351MC #Phonar – Session Five Reflection

For our fifth #phonar session, we mainly focused on interviews with Wasma Mansour and Dalia Khamissey taken by Jonathan Worth. Whilst listening to these interviews I thought about the themes that both of the photographers were discussing and made notes on a couple of quotes that I found really interesting. These quotes can be found below:

Wasma Mansour:

  • It was a collaborative negotiation of this image making” – “It’s important to priorities her preference

Dalia Khamissey:

  • Three pieces of advice:
    • “Photographers should make sure that they understand they are telling someone else’s story – they should know they are very privileged in being able to tell someone’s story”
    • “Photographers should show lots of respect to the people they are representing”
    • “Tell the story as it is”


Thinking about the interviews and the quotes that I selected, the main themes that these photographers discussed were power, collaboration the representation of the subject/participant, and narrative. Each photographer discussed the power relationship between the photographer and the subject and talked about how it is important, when creating a portrait of a particular subject, to try and make sure that the process is collaborative. This then links to the idea of the representation of the subjects as it allows the subjects to be more actively involved in the process, enabling them to discuss and decide how they want to be represented within the context of the project. Both photographers also suggested that we, as photographers, should understand that we our telling someone else’s story and that it is therefore very important to be able to represent the subject and the narrative in the way they want it to be seen.

These main themes are also linked to the topics of context, narrative and power that were discussed during week fours reflection. By sharing the power of the representation of the subject, through the use of a collaborative method, and understanding that they are telling someone else’s story, the photographer will adapt the narrative of the image through suggestions given by the participant. This will also allow the photographer to gain a greater understanding of the context surrounding both the subject and the photograph.

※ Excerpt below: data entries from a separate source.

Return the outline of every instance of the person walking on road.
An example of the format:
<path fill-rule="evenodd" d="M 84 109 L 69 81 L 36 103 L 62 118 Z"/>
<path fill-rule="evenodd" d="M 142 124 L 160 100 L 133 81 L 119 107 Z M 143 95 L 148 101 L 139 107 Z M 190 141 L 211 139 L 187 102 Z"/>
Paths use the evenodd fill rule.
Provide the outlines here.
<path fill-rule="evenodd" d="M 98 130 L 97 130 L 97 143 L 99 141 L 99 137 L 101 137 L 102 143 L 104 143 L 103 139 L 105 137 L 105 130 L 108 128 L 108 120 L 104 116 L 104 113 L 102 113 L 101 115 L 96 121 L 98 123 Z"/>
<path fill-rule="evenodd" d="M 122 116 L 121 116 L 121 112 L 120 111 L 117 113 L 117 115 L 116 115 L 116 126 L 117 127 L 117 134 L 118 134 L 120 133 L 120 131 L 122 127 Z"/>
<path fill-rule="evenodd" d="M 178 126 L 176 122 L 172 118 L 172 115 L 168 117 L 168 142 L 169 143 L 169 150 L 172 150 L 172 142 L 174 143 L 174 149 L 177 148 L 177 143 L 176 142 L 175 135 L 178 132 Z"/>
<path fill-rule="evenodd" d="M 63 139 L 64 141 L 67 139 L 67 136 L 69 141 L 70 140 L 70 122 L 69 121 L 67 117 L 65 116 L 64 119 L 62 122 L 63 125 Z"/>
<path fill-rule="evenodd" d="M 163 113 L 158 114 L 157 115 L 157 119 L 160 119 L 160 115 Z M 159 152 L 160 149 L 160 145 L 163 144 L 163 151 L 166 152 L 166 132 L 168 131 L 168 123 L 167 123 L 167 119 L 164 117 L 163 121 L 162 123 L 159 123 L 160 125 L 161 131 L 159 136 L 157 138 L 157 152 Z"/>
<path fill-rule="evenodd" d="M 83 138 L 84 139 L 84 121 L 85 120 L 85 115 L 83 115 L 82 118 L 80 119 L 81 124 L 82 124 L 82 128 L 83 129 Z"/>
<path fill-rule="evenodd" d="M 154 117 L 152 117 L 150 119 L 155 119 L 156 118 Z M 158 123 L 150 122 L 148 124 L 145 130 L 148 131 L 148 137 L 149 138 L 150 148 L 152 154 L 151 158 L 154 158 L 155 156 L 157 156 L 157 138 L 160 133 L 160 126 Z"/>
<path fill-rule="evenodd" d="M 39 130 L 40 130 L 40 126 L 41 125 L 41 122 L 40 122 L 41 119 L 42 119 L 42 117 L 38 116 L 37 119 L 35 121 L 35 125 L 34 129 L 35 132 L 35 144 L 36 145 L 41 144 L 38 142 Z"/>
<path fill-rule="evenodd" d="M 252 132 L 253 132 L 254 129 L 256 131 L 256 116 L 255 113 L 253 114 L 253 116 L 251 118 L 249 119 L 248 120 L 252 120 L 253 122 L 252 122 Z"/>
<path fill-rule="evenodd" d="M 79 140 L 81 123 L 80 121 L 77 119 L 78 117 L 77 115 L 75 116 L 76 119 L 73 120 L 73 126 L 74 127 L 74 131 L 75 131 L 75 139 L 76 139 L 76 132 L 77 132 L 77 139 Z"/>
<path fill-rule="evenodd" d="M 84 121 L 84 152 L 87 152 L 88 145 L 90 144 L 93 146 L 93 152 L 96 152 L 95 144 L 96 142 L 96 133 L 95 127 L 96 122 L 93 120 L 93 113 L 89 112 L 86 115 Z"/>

Bearing this in mind, the themes that were discussed in this session also loosely relate to the ideas surrounding single-point perspectives that were discussed in week two. Choosing to use a collaborative method within a photographic project will mean that the photographer will automatically have to adjust their preconceived ideas to be able to visually create the subjects/participants single-point perspective.

Looking at the main themes of this week, I feel that it is incredibly important for a photographer/me to understand the different ideas surrounding the power relationship. I also feel that collaboration and context are greatly connected as the more collaborative you are with your subject, the more context you will gain from the subject, and, therefore, the more successful your photographic project will be at conveying a particular idea. I will therefore be using this newly gained knowledge as a way of adapting my professional practise by becoming a more collaborative partner with future clients, which will, in turn, allow me to (hopefully) create more successful projects in terms of eliciting its context and narrative.